September is Suicide Prevention Month
Everyone has a role in suicide prevention.
Outlined in this blog are ways that you can support suicide prevention through:
- Knowing the warning signs;
- Risk factors; and
- How to support someone in a mental health crisis
What are the warning sings?
Warning signs are things to look out for when concerned that a person may be suicidal.
- Prolonged sadness or depression: The person has been experiencing long-lasting/persistent sadness or depression.
- Personality changes: The person’s typical attitude and behaviours have shifted. This may include: aggression, irritability, fatigue, agitation, sleeping too much or too little, increased use of substances, isolating from friends and family, socially withdrawing, decreased concern about physical appearance, poor hygiene, loss of interest from what they once enjoyed, reckless/’risky’ behaviour, giving away possessions, saying goodbye, searching for methods, etc.
- They might talk about: Feeling like a burden to others, unbearable pain, feeling trapped or hopeless, having no reason to live, questioning their own existence, etc.
What are the risk factors?
Risk factors are characteristics or conditions that increase the chance that a person may try to take their life.
- Individual Risk Factors: Mental health conditions, chronic pain, terminal illness, legal/financial stressors, unemployment, substance misuse, etc.
- Relational Risk Factors: History of physical, emotional, or sexual abuse, bullying, relationship problems, break-ups/divorce, death of a loved one, socially isolated/lacks support network, etc.
- Community/Societal Risk Factors: Ashamed to ask for help (i.e. internalized stigma), has become aware of an increased number of deaths by suicide or an increase in media coverage of deaths by suicide, lacks access to health and mental health care, faces social, economic, and/or systemic oppression, etc.
What do to if you are concerned
If you’re worried about someone in your life, remember T.A.S.C. or W.A.I.T.
T: Tune in
Pay attention – has their behaviour changed? Are they not as talkative or engaged as they usually are? Are they saying things like, “It would be better if I wasn’t here”, or “I wish I could just die”?
Ask clearly and without judgement, “are you thinking about suicide?”. These are hard questions to ask, but are necessary. Remember to be open-minded and avoid saying anything that will make them feel worse, or discourage them from talking.

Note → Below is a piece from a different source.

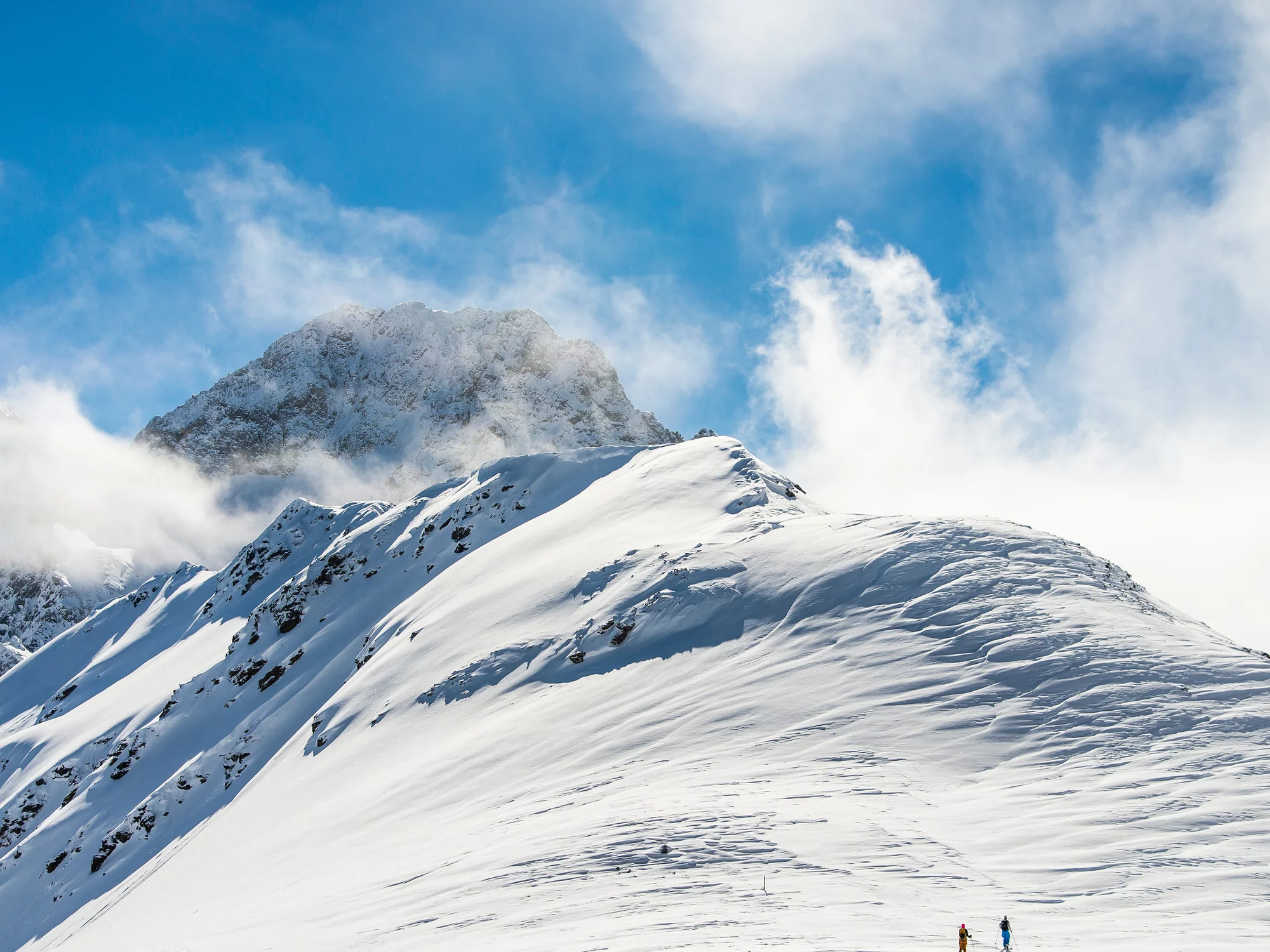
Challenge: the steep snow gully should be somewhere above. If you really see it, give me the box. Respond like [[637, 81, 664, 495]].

State that suicide is serious and let them know that you care about them.
Connect them to support (personal and professional). You don’t have to be the one to solve their problems, but you can urge that they access the appropriate support, and help them to do so. Stay with them to keep them safe during this time.
W: Watch out
Watch out for signs of distress and changes in behaviour.

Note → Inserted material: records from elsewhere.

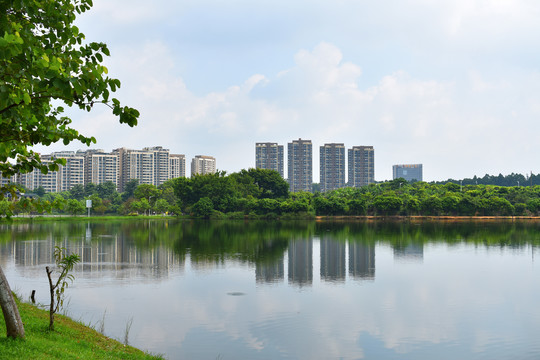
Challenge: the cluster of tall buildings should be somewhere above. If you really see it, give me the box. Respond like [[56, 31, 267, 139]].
[[255, 139, 422, 192], [0, 139, 422, 192], [4, 146, 216, 192], [255, 139, 375, 192]]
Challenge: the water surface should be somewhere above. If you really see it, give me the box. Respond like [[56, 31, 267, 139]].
[[0, 220, 540, 359]]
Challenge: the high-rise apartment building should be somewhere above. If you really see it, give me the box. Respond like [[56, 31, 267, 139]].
[[143, 146, 170, 186], [113, 148, 155, 191], [81, 149, 120, 189], [51, 151, 84, 191], [287, 139, 313, 192], [348, 146, 375, 187], [392, 164, 423, 181], [255, 142, 284, 177], [320, 143, 345, 192], [191, 155, 216, 175], [169, 154, 186, 179]]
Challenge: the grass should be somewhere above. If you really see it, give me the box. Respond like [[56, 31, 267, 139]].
[[0, 302, 163, 360]]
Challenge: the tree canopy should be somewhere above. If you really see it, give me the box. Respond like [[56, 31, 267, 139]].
[[0, 0, 139, 337], [0, 0, 139, 183]]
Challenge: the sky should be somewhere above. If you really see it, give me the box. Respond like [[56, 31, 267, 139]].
[[36, 0, 540, 182]]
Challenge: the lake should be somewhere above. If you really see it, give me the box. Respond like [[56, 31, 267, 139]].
[[0, 220, 540, 360]]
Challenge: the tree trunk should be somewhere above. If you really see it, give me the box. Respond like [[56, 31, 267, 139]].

Ask them, “are you having suicidal thoughts?”, or “are you thinking about suicide?”.
I: It will pass
Validate their struggles and assure them that with help, their suicidal feelings will pass.
T: Talk to others
Encourage them to seek help and connect them to a network of supportive people (this can be friends, family, and mental health professionals).
If someone you know is at imminent risk of suicide*
If faced with a person at imminent risk of suicide, or has taken action to harm oneself, seek immediate help by calling emergency services or taking them to the nearest hospital.

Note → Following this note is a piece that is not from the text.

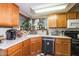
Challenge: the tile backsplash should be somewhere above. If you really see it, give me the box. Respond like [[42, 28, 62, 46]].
[[0, 28, 11, 37]]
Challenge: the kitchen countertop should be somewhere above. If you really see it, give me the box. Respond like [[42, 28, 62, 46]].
[[0, 35, 71, 50]]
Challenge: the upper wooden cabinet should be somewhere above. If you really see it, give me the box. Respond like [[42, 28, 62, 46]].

While waiting for emergency services:
- Reassure them and continue to engage and communicate with them in a calm, respectful manner
- Stay with them until emergency services arrive on the scene
*Imminent risk of suicide:
- Suicide attempt in progress; or
- Has a clear intent, a detailed plan and access to lethal means, and an immediate timeframe to carry out their plan
Even if an attempt has not been made, but you have no control over the person’s safety, phone emergency services immediately.
An important note
If someone you know is exhibiting warning signs for suicide, do not be afraid to ask them if they are thinking about taking their life. Listen compassionately and without judgement. In some cases, people experiencing suicidal thoughts just need to know that someone loves and cares about them, and are willing to listen to them talk about how they’re feeling.
Talk Suicide Canada:
If you or someone you know is thinking about suicide, call Talk Suicide Canada at 1-833-456-4566 (24/7) or text 45645 (4 PM – 12 AM ET).
For residents of Québec, call 1 866 APPELLE (1-866-277-3553) (24/7) or visit suicide.ca.
Visit Talk Suicide Canada for the distress centres and crisis organizations nearest you.
Kids Help Phone:
Call 1-800-668-6868 (toll-free) or text CONNECT to 686868.
Available 24 hours a day to Canadians aged 5 to 29 who want confidential and anonymous care from professional counsellors
Hope for Wellness Help Line
Call 1-855-242-3310 (toll-free) or connect to the online Hope for Wellness chat.
Available to all Indigenous peoples across Canada who need immediate crisis intervention. Experienced and culturally sensitive help line counsellors can help if you want to talk or are distressed.
Telephone and online counselling are available in English and French. On request, telephone counselling is also available in Cree, Ojibway and Inuktitut.